Medieval Usage
Usage of the term in the Latin West changed as the Middle Ages progressed, but its connotation remained negative and its exact definition continued to be unclear. In an 8th century polemical work, John of Damascus criticized the Saracens as followers of a false prophet and "forerunner to the Antichrist." Two centuries later, Europeans perceived Saracens as poor, uneducated idolaters belonging to a group wholly separate from the Arabs who brought Aristotle to the Latin West and the Moors and Berbers fighting Christians in Spain; someone who got all of his or her information on Islam from medieval sources would not conclude the three groups represented one continuous culture.

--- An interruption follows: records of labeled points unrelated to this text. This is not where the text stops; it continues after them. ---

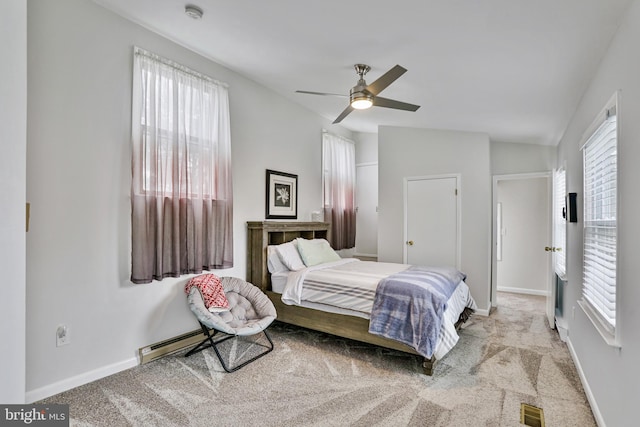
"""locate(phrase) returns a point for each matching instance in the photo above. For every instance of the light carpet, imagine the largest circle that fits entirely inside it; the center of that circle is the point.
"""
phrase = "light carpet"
(315, 379)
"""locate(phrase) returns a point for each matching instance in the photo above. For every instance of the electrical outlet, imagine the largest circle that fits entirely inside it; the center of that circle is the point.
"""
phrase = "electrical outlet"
(62, 336)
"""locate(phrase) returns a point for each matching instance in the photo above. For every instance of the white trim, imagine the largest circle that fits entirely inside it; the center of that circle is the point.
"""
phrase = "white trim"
(600, 118)
(493, 273)
(585, 385)
(458, 178)
(78, 380)
(367, 164)
(482, 312)
(537, 292)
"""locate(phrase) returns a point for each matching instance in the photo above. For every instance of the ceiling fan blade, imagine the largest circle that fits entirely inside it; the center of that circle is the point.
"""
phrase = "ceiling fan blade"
(344, 114)
(386, 79)
(321, 93)
(379, 101)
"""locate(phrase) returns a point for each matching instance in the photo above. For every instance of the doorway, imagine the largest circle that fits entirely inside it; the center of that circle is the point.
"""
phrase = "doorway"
(432, 220)
(522, 228)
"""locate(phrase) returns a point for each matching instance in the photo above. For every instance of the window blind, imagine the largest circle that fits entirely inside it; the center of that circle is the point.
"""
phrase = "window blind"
(600, 221)
(560, 222)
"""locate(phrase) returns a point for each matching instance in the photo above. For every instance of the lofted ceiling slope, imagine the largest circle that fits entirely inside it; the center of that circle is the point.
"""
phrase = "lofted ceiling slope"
(514, 69)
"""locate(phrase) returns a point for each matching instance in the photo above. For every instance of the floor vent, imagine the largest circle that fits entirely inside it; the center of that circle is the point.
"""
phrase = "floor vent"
(531, 416)
(162, 348)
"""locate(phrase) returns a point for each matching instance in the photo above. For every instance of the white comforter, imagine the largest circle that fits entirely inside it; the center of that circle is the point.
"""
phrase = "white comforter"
(351, 284)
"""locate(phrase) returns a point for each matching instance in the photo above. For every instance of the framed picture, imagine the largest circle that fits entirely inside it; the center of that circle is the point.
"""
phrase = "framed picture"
(282, 195)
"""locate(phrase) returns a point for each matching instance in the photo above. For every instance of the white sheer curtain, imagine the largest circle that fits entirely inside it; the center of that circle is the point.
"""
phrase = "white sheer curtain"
(338, 160)
(181, 192)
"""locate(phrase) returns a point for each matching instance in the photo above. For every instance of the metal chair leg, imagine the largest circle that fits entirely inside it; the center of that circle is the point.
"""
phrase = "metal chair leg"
(210, 342)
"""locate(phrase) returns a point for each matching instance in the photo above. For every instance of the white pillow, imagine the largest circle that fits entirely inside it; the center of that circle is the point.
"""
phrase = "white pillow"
(273, 260)
(288, 253)
(316, 251)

Read more about this topic: Saracen
Famous quotes containing the words medieval and/or usage:
“Our medieval historians who prefer to rely as much as possible on official documents because the chronicles are unreliable, fall thereby into an occasionally dangerous error. The documents tell us little about the difference in tone which separates us from those times; they let us forget the fervent pathos of medieval life.”
—Johan Huizinga (18721945)
“Pythagoras, Locke, Socratesbut pages
Might be filled up, as vainly as before,
With the sad usage of all sorts of sages,
Who in his life-time, each was deemed a bore!
The loftiest minds outrun their tardy ages.”